O leitor mais atento notou que coloquei apenas ditadores esquerdistas na lista acima e deve estar se perguntando se eu não estou a ser hipócrita criticando os apoiadores de ditaduras de esquerda e me reservando alguma manobra retórica para não elencar os de direita. Pois, fique tranqüilo eu vejo todo regime que cerceia a liberdade individual como igualmente nefasto. Não é por que Pinochet tenha acertado em algumas políticas macroeconômicas que seu governo passa a ser virtuoso e que os mortos que produziu passam a ser justificáveis, eu não vou usar avanços sociais pra justificar um regime autocrático.

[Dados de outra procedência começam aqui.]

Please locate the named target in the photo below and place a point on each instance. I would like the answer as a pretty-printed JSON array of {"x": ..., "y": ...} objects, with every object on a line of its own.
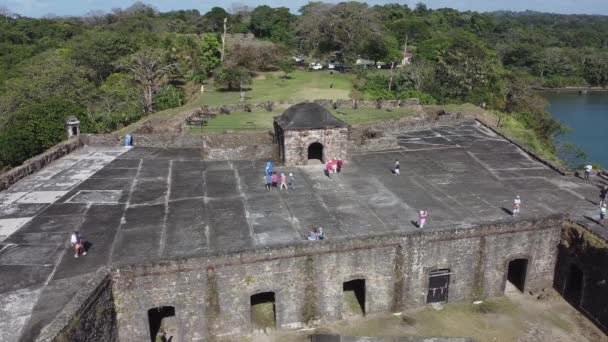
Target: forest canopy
[{"x": 114, "y": 68}]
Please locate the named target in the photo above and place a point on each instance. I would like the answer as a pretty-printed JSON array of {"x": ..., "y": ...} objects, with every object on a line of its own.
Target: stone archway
[{"x": 315, "y": 151}]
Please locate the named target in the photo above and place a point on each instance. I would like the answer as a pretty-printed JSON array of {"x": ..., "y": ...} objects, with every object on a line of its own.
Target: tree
[
  {"x": 149, "y": 69},
  {"x": 98, "y": 50},
  {"x": 273, "y": 23},
  {"x": 47, "y": 75},
  {"x": 381, "y": 47},
  {"x": 342, "y": 27},
  {"x": 196, "y": 55},
  {"x": 168, "y": 96},
  {"x": 214, "y": 19},
  {"x": 35, "y": 128},
  {"x": 232, "y": 77},
  {"x": 287, "y": 66}
]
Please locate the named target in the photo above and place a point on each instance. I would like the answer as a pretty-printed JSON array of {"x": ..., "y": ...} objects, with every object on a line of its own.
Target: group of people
[
  {"x": 276, "y": 180},
  {"x": 333, "y": 166}
]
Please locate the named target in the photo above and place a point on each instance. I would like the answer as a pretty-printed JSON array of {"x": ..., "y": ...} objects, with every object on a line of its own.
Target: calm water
[{"x": 587, "y": 115}]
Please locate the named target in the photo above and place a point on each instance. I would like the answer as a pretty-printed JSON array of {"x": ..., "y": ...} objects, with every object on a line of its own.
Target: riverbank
[{"x": 569, "y": 89}]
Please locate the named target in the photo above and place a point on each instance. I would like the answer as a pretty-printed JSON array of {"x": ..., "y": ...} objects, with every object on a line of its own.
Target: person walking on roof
[
  {"x": 292, "y": 182},
  {"x": 603, "y": 194},
  {"x": 516, "y": 205},
  {"x": 77, "y": 244},
  {"x": 422, "y": 218},
  {"x": 588, "y": 169},
  {"x": 275, "y": 179}
]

Diante de fatos como a proibição de novelas e músicas no Brasil, uma classificação para semifinal da Copa do Mundo de futebol em troca do assassinato de presos políticos como fizeram Argentina e Peru, em 1978, da proibição de Shows do Iron Maiden, no Chile, da negativa de viagem a uma blogueira, em Cuba, do pranto coletivo obrigatório, na Coréia do Norte, na prisão do artista que concebeu seu maior ícone olímpico, na China. Só posso evocar e parafrasear Fernando Pessoa, todas as ditaduras são ridículas.